The United Kingdom was formed in 1801 when an Act of Union brought Ireland under the same parliament with England, Scotland and Wales. The official name of the country was changed to the United Kingdom of Great Britain and Ireland. But 26 Irish counties left the Union in 1922 and formed the Irish Free State, now the Republic of Ireland. Five years later the Royal and Parliamentary Titles Act named the union as the United Kingdom of Great Britain and Northern Ireland.
Wales was the first to unite with England, having been subdued by King Edward I in 1282. The heir to the English throne has been known as the Prince of Wales ever since Edward gave the title to his baby son in 1301. But it was not until 1536 when Henry VIII, a Tudor monarch of Welsh descent, was on the throne, that an Act of Union peacefully incorporated the Principality into the kingdom. The name Great Britain came into the use after James VI of Scotland succeeded to the English throne in 1603 as James I and united the two crowns, though not the nations. Another act of Union brought England and Scotland under one government in 1707.

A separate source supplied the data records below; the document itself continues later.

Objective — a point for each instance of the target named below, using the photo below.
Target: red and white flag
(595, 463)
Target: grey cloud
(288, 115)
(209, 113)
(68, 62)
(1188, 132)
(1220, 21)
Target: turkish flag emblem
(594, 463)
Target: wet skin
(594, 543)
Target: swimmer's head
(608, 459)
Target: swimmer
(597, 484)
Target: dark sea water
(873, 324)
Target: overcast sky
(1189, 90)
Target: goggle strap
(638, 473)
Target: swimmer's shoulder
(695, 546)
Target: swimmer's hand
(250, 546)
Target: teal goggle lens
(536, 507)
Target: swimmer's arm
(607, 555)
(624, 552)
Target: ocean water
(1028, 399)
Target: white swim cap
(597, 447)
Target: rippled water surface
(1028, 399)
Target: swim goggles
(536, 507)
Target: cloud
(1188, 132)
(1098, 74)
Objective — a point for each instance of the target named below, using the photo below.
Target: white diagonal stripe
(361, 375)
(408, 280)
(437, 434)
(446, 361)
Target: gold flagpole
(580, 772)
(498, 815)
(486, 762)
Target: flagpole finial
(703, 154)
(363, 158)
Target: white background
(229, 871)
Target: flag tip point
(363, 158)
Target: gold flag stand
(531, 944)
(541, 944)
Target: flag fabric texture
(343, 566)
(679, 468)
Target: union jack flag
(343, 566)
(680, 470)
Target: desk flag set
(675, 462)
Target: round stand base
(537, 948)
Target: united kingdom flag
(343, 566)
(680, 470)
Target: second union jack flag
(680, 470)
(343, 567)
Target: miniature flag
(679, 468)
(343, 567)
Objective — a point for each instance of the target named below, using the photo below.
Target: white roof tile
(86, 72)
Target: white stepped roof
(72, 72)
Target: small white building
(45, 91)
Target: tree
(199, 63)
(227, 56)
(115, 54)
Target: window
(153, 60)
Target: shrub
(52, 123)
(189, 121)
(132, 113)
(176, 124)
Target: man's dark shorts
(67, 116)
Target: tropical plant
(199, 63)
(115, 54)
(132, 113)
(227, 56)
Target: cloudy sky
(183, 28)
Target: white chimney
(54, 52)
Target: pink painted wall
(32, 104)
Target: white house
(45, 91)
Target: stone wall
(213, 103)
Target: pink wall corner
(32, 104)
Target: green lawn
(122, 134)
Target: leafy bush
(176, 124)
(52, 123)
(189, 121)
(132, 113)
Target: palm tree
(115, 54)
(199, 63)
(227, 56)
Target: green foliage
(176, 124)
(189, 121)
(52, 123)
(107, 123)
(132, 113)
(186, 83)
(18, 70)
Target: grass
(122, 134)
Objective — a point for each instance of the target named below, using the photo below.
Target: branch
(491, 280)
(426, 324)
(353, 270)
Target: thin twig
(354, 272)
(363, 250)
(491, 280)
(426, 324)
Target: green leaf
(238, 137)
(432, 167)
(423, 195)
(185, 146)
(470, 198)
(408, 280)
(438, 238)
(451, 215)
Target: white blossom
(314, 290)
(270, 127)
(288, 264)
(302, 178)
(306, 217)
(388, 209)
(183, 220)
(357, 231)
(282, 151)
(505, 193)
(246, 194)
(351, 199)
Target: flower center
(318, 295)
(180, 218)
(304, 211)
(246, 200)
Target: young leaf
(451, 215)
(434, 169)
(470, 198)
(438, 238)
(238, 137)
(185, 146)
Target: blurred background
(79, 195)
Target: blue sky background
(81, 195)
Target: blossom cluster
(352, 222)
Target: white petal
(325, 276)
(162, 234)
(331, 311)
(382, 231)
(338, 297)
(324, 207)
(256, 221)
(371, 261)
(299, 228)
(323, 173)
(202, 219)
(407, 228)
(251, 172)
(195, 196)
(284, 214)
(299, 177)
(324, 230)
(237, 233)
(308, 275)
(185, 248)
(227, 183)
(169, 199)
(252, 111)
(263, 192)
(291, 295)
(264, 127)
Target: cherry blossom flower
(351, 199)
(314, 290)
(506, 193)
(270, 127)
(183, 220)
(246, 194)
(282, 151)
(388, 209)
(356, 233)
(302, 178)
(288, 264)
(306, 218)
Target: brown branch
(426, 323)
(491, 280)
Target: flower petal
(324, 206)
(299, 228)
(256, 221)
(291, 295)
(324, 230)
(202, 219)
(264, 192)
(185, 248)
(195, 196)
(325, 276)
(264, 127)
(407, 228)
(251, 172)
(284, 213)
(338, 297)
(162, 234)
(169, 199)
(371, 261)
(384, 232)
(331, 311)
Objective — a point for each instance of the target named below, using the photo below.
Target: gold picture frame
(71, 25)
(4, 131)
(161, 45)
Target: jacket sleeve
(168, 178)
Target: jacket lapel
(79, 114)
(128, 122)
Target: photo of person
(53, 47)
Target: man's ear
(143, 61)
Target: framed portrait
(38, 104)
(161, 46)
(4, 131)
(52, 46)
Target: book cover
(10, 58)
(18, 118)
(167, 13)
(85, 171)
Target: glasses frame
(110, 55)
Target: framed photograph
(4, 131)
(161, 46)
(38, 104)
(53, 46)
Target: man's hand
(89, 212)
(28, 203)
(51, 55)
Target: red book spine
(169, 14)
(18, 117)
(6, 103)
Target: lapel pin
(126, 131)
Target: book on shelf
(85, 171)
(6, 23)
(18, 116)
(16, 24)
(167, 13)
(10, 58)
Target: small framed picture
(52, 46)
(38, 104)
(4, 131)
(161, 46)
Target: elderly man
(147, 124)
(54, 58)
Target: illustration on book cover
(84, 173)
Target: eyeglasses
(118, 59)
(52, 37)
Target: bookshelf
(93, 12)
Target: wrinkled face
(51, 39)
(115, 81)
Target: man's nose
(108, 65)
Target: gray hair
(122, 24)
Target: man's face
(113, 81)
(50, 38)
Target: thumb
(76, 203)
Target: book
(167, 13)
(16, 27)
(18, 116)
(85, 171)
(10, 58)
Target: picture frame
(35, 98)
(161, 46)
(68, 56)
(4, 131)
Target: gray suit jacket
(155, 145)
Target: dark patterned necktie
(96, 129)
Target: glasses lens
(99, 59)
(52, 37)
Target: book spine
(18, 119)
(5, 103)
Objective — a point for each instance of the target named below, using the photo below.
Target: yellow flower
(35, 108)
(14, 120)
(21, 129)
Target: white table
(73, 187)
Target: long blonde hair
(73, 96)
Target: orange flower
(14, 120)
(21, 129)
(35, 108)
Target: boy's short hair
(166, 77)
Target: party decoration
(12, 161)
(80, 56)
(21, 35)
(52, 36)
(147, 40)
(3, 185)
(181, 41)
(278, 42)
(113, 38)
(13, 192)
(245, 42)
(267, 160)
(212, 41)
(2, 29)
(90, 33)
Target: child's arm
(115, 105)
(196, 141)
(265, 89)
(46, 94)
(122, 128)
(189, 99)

The Union flag of the present kingdom is composed of the flag of England (white with an upright red cross), the flag of Scotland (blue with a diagonal white cross) and the red diagonal cross of Ireland. On May 29, 1953, under the Royal Titles Act, a proclamation was issued which gave Queen the title: Elizabeth the Second, by the Grace of God, of the United Kingdom of Great Britain and Northern Ireland and of her other Realms and Territories Queen, Head of the Commonwealth, Defender of the Faith.